In theory, such a vulnerability can appear on any site – just a line of malicious code is enough.
Cybersecurity researcher Jonathan Leitschuh spoke about the vulnerability in the popular video call service Zoom. Due to the nature of the application, attackers can remotely activate macOS users’ webcams without their permission.
As Leitsukh explained, the reason for the problem was the ability to join calls when clicking on links like “https://zoom.us/j/492468757”. To do this, on MacBooks, Zoom, along with the application, installs its own local web server, which can interact with sites during Internet surfing.
Thus, the service bypasses the limitations of all popular browsers that do not allow sites to communicate with the localhost server. If Zoom had not used such a scheme, then when clicking on the link, the user would constantly be asked if he wanted to launch the application.
Using a GET request to the server, Leutshukh was able to connect to a call created by another account. Thus, he was able to connect to any calls without permission, if the users who created them had standard settings.
However, the researcher did not stop there and learned how to remotely activate users’ webcams. Since the local Zoom server runs in the background, attackers do not even need the application to be running. According to Leutshukh, it is enough to embed a short code from one line into the embed-content of the site or into an advertising banner.
As evidence, the researcher implemented the vulnerability by embedding malicious code into his site.
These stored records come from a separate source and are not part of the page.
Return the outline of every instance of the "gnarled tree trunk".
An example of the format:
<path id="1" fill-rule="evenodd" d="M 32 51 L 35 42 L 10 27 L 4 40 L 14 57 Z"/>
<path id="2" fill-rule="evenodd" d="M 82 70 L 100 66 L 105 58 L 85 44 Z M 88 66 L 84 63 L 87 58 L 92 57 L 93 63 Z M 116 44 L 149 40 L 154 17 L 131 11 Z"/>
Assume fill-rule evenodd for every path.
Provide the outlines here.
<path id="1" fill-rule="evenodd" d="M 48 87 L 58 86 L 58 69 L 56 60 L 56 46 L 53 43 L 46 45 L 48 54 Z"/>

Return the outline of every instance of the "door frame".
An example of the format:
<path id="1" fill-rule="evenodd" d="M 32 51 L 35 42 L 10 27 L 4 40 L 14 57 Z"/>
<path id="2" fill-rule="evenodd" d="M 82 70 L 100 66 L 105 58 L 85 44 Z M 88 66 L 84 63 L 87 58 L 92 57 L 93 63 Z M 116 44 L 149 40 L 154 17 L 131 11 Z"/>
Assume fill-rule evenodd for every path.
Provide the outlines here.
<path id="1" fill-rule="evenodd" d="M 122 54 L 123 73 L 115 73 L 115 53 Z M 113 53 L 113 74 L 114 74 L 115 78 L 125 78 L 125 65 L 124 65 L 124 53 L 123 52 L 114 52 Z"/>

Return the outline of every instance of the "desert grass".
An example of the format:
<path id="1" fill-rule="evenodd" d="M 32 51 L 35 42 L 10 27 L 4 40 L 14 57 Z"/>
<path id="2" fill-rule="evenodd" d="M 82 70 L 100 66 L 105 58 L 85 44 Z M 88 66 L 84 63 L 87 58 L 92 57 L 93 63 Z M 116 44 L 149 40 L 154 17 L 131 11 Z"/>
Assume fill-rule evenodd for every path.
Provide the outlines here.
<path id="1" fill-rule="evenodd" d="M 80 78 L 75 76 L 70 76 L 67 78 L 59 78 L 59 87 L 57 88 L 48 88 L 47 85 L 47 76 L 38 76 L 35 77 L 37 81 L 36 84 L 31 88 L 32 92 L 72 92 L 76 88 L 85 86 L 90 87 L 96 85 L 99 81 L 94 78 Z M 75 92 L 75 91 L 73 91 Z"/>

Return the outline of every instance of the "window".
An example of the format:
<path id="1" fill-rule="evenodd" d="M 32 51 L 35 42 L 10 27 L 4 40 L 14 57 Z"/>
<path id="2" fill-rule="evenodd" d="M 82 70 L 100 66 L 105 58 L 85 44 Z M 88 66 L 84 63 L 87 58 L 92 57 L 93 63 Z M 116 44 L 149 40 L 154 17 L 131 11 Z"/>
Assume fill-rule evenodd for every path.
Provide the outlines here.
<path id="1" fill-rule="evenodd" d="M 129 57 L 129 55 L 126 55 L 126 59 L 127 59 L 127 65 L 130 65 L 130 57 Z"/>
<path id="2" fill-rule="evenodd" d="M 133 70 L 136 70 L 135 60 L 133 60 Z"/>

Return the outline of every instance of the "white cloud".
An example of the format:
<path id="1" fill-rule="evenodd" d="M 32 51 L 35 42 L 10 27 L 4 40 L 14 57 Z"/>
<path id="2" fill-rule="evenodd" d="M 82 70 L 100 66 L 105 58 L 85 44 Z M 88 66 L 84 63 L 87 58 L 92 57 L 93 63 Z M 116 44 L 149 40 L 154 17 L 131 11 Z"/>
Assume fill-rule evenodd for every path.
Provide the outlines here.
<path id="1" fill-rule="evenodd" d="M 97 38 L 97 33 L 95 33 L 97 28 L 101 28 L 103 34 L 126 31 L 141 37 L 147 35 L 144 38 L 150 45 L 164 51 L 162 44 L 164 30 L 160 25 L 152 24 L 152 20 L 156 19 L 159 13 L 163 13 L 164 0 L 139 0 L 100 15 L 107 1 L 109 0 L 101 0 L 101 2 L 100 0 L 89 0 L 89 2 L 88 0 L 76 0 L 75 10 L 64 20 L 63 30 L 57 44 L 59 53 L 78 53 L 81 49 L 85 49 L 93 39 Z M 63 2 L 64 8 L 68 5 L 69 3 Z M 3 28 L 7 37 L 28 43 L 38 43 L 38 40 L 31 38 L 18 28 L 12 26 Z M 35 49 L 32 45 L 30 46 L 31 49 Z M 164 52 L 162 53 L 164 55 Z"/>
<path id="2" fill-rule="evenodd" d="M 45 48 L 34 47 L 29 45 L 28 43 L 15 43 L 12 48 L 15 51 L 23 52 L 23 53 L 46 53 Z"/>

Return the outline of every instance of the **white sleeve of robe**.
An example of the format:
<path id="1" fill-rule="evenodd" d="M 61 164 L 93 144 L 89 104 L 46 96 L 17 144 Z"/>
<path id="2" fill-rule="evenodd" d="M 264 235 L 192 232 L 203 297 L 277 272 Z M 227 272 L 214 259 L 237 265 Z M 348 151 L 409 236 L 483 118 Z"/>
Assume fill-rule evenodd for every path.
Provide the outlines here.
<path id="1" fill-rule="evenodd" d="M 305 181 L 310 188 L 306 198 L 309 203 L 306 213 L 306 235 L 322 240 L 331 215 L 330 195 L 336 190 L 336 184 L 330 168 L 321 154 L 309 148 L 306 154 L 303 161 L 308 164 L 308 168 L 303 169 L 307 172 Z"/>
Anyone can check her work by going to a special page . The code works automatically for users with the Zoom client installed and connects them to a call with a webcam without permission. If there is no program, a dialog box appears there asking you to give the necessary permissions, after issuing which the conference call does not start.
In the process of studying the work of the local server, Zoom Leutshukh also noticed that he was capable of not only launching calls. In case the user deletes the application from the computer, the server continues to work and allows you to quietly install the program back only when you visit the site with malicious code without any additional confirmation.
The researcher explained that he reported on the Zoom vulnerability in March 2019, and also offered several options for its solution, including “quick fixes” that change the logic of the server. He gave the company 90 days, but she responded only two months later and made only minor changes to the code.
As the researcher noted, there were still opportunities to add the user to the call without his permission and reinstall the application without the user’s knowledge. According to Leitsuh, Zoom also refused to turn off the sound and the webcam by default when connected to calls. The company noted that users deserve the right to choose how to use the application.
At the same time, users can fix the problem themselves with the remote inclusion of a webcam. To do this, it is enough to tick off “Turn off my video when joining a conversation”.
Zoom told The Verge and other publications that they use a web server to save clicks to users. The company defended its approach and called joining the calls “in one click” as their “distinguishing feature”.
A statement on the Zoom website says that starting from one of the following updates, when you first call, the service will ask users about the video and audio settings for future conversations. Representatives of the service explained that the Zoom client always starts in a prominent place and the user can leave the conversation at any time. The company also noted that they did not find signs of exploitation of the vulnerability.